We are told that this entire unfortunate series of events can be attributed to a single nefarious book and the contents thereof. Obviously, having just experienced a horrifying supernatural phenomenon, they take meticulous steps to insure that the book cannot harm anyone again. I’m just kidding. They wrap a Hefty sack around it, festoon it with barbed wire and then leave it on the reading desk surrounded by enough decaying feline carcasses to draw the attention of every scavenger in the tri-state area.

It is at this same location a group of college students arrive (somehow managing to navigate a front-wheel drive station wagon through an active creek barely  passable in a Jeep Wrangler) to assist a young woman in her attempt to overcome heroin addiction. In short order they discover the book, recite its incantations, and immediately begin drawing illogical conclusions from the events that follow. All of this unfolds in an abandoned remote cabin that, despite having no discernible power source, is able to provide ample electricity and powered kitchen utensils when the story requires it.

The heroin addict is the first to be possessed by the demon which causes her to deliver cringe worthy lines such as “I can smell your filthy soul!” in a voice that sounds like Henry Rollins produced by T-Pain. Each character is then subjected to increasingly gruesome injuries at the behest of the evil spirit, but none fares worse than the bespectacled Greg Allman doppelganger responsible for unleashing the wicked forces currently afflicted them. He is impaled through the heart with a shard of jagged glass, repeatedly stabbed in the face, neck, and cornea by a hypodermic needle, shot repeatedly with a pneumatic nail gun and then viciously beaten with a steel crowbar. After that his luck runs out.

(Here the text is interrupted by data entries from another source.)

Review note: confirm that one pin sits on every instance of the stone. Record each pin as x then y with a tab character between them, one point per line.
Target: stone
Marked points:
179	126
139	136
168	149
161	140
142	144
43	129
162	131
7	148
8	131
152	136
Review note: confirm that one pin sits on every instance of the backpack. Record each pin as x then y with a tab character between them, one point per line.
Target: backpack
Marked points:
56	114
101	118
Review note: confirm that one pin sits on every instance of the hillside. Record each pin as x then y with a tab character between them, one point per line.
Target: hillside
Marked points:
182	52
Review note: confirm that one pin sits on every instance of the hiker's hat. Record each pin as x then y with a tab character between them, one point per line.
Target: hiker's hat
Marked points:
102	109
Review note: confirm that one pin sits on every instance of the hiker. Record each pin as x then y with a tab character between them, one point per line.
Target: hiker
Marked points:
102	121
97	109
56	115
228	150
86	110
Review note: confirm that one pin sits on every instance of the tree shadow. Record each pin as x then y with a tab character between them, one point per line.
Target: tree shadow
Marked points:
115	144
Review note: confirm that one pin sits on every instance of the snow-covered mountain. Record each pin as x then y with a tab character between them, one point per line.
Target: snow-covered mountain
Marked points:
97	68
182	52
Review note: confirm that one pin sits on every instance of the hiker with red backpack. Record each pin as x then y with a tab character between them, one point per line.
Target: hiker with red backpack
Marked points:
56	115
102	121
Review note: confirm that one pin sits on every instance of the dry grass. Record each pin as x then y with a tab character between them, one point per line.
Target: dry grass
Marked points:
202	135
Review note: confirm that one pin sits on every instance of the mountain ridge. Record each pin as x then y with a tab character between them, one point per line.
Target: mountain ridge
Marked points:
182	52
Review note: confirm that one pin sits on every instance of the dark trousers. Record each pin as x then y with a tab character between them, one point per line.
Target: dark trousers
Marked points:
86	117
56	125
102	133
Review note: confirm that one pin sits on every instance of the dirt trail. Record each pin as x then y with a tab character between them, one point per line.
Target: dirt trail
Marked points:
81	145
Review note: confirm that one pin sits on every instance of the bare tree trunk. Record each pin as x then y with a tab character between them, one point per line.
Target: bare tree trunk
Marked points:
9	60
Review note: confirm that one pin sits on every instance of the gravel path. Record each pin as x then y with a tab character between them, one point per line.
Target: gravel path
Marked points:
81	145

In the end, the demon is defeated by judicious use of a chainsaw and expressionless delivery of the line, “feast on this motherf*****!” This inadvertently made the most outrageous aspect of the film the fact that it is possible to start a derelict chainsaw on severely degraded fuel in the pouring rain. There are people with chainsaws in climate-controlled lockers who wouldn’t expect that level of dependability from their power tools.

Try as I might, I was unable to recover from the lack of concern shown to hiding the book in the film’s opening scene. If a single artifact was capable of inciting this level of misery and destruction I might put a little more effort into preventing its reemergence. At least put the dust jacket for David Hasselhoff’s autobiography on the outside cover so that other people are unlikely to open it. Such common courtesy should be a no-brainer.

There was also the question of which human behaviors were symptoms of opium withdrawal and which were the result of demonic possession. Even the registered nurse appeared flummoxed when asked if melting one’s skin off while threatening the souls your companions was a normal part of cold turkey. As a layperson with only Anthony Keidis’s Scar Tissue and repeated viewings of VH1’s Celebrity Rehab to guide me, I can assure you these are not common side effects.

This film is rated R for gratuitous illogical behavior, misrepresentation of a late 90’s Ford Taurus Wagon and a scene of sexual assault perpetrated by shrubbery.